Даниил Митрофанович не прикасается к рыбе: солит хлеб и ест. Пот и грязь склеили волосы, выделив костлявость головы, болезненную вдавленность висков. Тонкая жилистая шея высоко торчит из кожушка. С водкой, однако, оживают морщины.
— Думаю пчельники переставить. Любезное дело, по протоке вверх — луга! Никто над ними власти не держит, бесхозные, сами по себе. Прежде сенокос был, да коров по приказу из района извели… Начальство? Рыбы хапнет — и ходу… Медок тоже всем по вкусу. Тоже хапнут — и ходу. Ты, Верка, язык прикуси. Проведают — такой налог определят, без портов останемся… Ивашка, рубаночком подгладь доски. Не по мне это… Ты, Петруха, на колоднике лодку не расшиби. Свою дам. Вертлявая, зараза, но шибко бежит. Я уж на што слабый, а на ей туды-сюды. Не зевай — в пень ударишь: не сыщем.
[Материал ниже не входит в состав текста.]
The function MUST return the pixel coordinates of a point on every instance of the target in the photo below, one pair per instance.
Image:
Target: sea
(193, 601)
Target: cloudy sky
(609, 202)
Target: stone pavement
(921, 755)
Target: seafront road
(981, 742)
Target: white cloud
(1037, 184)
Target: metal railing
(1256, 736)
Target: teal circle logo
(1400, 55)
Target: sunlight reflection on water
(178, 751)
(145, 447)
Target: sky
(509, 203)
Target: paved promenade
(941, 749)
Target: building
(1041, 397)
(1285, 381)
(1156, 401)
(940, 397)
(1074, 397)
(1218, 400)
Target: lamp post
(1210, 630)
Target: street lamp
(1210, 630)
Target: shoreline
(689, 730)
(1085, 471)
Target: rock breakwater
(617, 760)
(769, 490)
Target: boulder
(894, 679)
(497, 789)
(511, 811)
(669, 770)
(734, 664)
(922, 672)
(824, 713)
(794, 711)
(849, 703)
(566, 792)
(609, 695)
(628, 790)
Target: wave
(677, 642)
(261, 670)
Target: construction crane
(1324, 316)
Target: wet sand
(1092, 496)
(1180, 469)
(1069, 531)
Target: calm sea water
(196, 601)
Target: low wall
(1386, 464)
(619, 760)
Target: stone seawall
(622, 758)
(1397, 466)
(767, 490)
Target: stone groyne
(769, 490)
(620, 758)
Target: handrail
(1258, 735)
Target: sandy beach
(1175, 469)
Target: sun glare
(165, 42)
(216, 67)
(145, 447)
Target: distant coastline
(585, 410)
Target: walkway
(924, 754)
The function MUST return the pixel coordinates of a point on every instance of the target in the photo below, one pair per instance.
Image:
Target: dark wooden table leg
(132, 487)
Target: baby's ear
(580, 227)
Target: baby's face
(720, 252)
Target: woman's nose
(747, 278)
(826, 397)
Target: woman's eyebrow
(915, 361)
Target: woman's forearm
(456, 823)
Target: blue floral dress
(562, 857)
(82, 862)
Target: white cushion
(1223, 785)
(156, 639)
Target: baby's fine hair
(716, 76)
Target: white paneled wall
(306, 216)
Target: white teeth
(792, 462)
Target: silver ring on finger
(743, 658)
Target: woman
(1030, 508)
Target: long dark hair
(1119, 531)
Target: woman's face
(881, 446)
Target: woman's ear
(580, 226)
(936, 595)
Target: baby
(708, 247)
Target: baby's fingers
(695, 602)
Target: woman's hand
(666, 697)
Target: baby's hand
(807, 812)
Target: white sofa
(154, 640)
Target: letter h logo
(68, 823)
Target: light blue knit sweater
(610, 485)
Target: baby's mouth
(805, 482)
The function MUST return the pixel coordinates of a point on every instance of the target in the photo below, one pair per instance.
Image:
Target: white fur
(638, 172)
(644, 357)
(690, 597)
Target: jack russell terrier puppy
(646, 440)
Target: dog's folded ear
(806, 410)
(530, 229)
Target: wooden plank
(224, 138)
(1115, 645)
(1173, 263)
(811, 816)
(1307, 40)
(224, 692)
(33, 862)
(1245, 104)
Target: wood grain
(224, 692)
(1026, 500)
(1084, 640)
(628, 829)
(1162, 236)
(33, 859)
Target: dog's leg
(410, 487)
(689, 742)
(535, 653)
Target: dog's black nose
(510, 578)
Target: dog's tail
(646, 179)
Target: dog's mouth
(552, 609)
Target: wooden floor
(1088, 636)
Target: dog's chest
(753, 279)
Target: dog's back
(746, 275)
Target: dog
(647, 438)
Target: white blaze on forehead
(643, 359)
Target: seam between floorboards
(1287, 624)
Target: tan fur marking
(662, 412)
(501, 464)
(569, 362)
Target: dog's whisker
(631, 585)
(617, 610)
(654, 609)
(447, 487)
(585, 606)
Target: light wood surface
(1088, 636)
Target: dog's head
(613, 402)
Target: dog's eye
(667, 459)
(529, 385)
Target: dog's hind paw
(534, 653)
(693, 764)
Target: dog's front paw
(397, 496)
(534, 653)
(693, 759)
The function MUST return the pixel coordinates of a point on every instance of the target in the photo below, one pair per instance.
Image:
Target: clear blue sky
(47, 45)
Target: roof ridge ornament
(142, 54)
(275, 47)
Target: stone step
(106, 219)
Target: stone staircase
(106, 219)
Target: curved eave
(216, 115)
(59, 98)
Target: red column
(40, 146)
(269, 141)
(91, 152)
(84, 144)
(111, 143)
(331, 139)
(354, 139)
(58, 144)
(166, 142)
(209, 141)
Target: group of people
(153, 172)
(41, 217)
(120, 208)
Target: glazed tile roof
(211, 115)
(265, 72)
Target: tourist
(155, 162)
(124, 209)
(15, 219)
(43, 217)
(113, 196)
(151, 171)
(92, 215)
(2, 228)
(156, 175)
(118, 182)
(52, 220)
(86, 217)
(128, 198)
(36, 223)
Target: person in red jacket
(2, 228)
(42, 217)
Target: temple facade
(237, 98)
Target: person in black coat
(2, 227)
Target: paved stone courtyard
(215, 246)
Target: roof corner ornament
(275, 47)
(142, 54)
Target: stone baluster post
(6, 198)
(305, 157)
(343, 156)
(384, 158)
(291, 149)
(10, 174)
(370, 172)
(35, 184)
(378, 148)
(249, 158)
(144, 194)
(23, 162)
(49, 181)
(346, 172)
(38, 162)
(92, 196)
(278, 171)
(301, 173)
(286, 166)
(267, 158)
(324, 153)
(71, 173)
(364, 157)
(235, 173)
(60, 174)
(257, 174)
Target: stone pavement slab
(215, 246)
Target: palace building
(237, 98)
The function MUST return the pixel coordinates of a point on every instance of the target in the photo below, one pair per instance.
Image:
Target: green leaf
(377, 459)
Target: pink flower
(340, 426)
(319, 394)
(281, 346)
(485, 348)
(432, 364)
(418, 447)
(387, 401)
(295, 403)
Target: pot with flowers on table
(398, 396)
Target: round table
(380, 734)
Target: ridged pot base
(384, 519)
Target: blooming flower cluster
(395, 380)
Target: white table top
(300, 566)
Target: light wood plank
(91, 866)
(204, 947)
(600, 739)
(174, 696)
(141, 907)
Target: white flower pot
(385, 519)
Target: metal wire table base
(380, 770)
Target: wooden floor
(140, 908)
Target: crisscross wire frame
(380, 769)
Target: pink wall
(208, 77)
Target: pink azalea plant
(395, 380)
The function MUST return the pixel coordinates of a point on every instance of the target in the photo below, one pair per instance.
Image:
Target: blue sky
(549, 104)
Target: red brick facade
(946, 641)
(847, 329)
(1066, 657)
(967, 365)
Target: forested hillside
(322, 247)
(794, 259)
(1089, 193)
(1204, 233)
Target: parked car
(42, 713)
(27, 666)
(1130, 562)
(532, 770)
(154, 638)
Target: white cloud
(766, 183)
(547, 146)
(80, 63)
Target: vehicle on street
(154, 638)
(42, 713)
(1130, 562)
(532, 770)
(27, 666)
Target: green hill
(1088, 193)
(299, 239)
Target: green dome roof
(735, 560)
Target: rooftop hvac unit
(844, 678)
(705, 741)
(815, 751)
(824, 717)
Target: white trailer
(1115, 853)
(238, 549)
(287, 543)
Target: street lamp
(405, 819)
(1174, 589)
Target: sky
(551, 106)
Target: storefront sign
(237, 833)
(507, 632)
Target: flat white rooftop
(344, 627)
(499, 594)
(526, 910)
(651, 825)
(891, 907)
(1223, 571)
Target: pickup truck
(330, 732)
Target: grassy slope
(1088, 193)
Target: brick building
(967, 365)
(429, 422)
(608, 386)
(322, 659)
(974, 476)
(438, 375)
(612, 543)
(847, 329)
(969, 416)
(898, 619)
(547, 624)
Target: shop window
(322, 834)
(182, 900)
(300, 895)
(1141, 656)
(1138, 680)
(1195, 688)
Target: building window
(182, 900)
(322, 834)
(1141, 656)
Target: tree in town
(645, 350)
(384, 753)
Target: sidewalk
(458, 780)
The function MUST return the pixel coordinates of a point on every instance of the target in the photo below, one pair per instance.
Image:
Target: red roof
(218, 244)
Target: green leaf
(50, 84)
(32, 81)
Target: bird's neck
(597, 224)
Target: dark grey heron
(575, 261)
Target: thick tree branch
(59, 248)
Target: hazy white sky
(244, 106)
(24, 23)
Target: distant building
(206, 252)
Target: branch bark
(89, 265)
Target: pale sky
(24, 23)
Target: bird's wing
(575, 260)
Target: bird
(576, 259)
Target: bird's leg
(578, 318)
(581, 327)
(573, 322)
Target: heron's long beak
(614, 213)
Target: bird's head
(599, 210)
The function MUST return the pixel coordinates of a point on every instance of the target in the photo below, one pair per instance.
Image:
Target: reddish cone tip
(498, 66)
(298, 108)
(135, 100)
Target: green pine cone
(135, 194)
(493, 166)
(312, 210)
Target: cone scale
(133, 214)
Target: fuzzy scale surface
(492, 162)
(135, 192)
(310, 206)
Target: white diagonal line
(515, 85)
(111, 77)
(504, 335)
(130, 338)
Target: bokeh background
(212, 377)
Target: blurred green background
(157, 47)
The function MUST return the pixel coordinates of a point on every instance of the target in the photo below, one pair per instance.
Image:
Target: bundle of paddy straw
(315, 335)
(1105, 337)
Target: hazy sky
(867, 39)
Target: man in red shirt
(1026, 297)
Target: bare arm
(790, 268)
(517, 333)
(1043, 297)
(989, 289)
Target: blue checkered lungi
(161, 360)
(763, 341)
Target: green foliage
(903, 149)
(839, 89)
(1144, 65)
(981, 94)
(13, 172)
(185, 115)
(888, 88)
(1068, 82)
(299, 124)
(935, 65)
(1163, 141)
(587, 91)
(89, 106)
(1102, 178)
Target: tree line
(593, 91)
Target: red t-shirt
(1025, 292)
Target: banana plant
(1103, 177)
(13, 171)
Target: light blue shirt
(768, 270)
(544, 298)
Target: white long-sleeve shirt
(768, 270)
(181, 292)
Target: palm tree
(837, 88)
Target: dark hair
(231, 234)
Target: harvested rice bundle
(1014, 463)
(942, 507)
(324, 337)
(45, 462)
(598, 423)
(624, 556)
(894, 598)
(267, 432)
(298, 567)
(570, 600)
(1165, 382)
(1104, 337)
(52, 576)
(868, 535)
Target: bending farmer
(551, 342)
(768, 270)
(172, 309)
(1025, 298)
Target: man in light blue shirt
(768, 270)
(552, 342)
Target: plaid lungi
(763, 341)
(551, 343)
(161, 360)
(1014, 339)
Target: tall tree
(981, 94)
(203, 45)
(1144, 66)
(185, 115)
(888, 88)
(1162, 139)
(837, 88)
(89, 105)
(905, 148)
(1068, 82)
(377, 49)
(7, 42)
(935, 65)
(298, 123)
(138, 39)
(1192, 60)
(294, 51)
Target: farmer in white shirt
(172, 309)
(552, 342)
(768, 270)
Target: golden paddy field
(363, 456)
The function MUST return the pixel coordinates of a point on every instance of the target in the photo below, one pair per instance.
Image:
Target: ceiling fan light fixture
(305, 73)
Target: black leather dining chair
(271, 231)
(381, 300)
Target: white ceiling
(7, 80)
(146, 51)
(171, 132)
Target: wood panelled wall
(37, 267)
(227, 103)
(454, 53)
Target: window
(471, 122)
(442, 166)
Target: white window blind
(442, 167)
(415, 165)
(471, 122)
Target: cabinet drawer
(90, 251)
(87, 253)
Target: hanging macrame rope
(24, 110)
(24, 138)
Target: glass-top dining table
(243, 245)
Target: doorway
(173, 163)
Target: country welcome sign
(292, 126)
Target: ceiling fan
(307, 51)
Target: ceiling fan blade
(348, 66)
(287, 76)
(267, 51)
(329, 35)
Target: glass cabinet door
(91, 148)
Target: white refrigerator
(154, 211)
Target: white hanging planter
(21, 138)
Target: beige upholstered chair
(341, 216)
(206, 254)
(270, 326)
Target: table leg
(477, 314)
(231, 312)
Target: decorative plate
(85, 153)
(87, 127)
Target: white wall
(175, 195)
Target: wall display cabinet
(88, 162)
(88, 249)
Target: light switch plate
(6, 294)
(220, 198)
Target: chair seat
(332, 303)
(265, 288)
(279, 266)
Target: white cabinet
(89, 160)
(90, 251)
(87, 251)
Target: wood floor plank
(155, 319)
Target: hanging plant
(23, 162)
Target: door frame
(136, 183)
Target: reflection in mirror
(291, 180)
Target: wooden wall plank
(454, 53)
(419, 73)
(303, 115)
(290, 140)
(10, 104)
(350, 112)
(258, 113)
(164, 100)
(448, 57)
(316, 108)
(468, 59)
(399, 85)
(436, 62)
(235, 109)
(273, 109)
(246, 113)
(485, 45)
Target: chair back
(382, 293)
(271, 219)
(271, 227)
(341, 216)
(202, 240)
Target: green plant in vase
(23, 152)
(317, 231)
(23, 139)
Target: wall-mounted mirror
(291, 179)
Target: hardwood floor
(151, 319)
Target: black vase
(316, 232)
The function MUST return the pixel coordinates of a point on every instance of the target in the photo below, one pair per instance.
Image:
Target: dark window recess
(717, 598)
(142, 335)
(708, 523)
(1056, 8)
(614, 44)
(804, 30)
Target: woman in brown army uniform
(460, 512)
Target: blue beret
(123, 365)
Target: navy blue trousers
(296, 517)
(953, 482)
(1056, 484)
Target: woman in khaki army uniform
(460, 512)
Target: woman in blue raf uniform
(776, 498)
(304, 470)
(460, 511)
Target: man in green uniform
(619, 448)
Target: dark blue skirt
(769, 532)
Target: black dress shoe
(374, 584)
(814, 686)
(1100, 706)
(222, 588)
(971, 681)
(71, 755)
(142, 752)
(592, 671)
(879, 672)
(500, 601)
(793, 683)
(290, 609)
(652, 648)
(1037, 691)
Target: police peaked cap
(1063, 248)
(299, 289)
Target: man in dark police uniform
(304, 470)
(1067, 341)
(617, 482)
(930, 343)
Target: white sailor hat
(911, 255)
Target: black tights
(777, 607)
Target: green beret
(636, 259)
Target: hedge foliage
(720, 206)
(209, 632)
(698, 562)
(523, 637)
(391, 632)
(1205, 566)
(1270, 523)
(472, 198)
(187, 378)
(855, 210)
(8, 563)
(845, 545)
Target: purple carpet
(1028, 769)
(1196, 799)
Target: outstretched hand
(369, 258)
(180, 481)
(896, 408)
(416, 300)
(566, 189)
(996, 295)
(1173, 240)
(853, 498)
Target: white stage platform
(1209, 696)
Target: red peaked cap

Водка расходится — и я уже по-новому вижу Даниила Митрофановича. Как в рассказе: костяной да жильный. И впрямь, усохший, даже под кожушком на месте груди — провал. А руки — костлявые и от того преувеличенно затяжелённые, ровно не его. И пальцы не по кисти — сызмальства раздутые мозолями и прочернённые навек: никаким мылом не отмоешь. И голова тоже великовата из-за костлявых, хотя и широких плеч и тщедушно проваленной груди. И уши расставлены на все шорохи: лопухи да и только.
— В плесени у тебя здесь всё, батя, — упрекающе говорит Вера. За плотными длинными ресницами с ленцой то открываются, то раскрываются синие-синие глаза. Глаза подобной синевы более не существуют, не могут существовать. Синее и чище не могут быть на свете. Они единственные. Я не встречал столь чистую, прозрачную синеву. Над ними густые выгоревшие брови — точь-в-точь, как у Ивана, только по женски изящнее.